On Wed, 2008-02-20 at 17:23 -0500, Ben Scott wrote:
> On Wed, Feb 20, 2008 at 3:58 PM, Alex Hewitt <[EMAIL PROTECTED]> wrote:
> >  A friend of ours wrote a bunch of recipe files using something called
> >  Microsoft Write.
> 
>   Yah, "Windows Write" is/was one of the "accessories" that came with
> Windows 3.x.  It morphed into "WordPad" in Windows 95 and later.
> WordPad still exists.  It won't write the Write (hah) format anymore,
> but it can read it, and save in some variant of the RTF format.
> 
> >  Theoretically Microsoft Word is supposed to be able to read such files
> >  but I found that the version I was using (Word 2003) wouldn't.
> 
>   Curious.  My install of Word 2003 can.  Are you sure you installed
> all the import/export filters?  If you did a "Minimal" or "Custom"
> install (instead of the mondo-huge "Full"), I don't think those are
> all included by default.

I sit corrected! ;^) Word 2003 complains about the file saying in effect
"this might be a virus but I have a converter that will convert it" and
it does.
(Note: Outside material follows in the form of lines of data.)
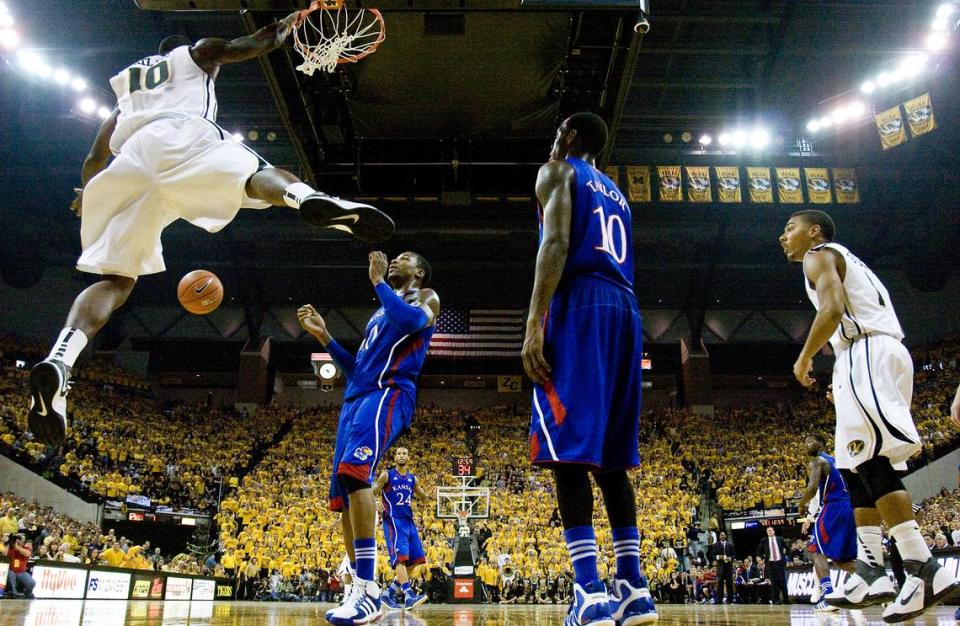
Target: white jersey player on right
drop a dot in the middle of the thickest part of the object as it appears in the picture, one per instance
(171, 162)
(875, 434)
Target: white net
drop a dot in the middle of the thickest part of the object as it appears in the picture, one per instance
(328, 36)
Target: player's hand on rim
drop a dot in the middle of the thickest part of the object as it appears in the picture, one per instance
(534, 362)
(378, 266)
I think the original reason I wrote the filter was because our
friend didn't have Word and I didn't want to manually edit her 83 files.
I'll see if Word can be called from the command line to do the
converting.

-Alex

> 
> > Writing a filter in Python was trivial and I was  able to convert the
> > files to plain text.
> 
>   For future reference, the strings(1) command can be used to much the
> same effect.
> 
> > ... the file itself in ASCII, a series of bytes  again in non-ASCII,
> > followed by a repeat of some of the original ASCII.
> 
>   That sounds very similar to the MS Word .DOC format, and I bet
> they're related.  DOC files do not interleave the formatting with the
> text, as (for example) HTML or Word Perfect did.  Instead, all the
> plain text is stored in one blob, and then the formatting information
> is stored in a different blob.  The formatting directives have
> "pointers" to the position of the text they effect.
> 
>   The "repeat" you describe is not actually a repeat, but a follow-on
> save.  Word and friends work in an interesting fashion.  You open the
> file, and it loads the base text blob described above.  You start
> making your changes.  Those changes go into an undo buffer.  That undo
> buffer is actually backstored on the disk in temporary files.
> (That's why a directory containing Word files people are busy editing
> accumulates lots of odd temp files until they close the original.)
> 
>   When you invoke "Save", the undo buffer -- essentially like a "diff"
> -- gets tacked on to the end of the main file.  This made saves fast
> on slow computers already overburdened by Microsoft bloatware.  Loads
> were slower, of course, but the reasoning was that people care about
> save speed more than load speed.    As you can imagine, if there are
> lots of saves, rebuilding the text is not so easy as running
> strings(1) on it.
> 
>   In Word, if you turn off "Fast Saves", it writes out a full, unified
> version of the text instead.  This became the default at some point --
> I have no idea when.
> 
> > But the interesting thing was that I  couldn't easily find a Microsoft tool 
> > that
> > understood the format which originated with Windows 95 or an earlier version
> > of Windows.
> 
>   Start -> Programs -> Accessories -> WordPad
> 
>   My copy of Win XP Pro opens .WRI files automatically in WordPad.  I
> just double-click the file.
> 
>   WordPad is an optional component for Windows.  Perhaps the computer
> was installed with a "minimalist" attitude, so various optional tools
> were not there when you needed them?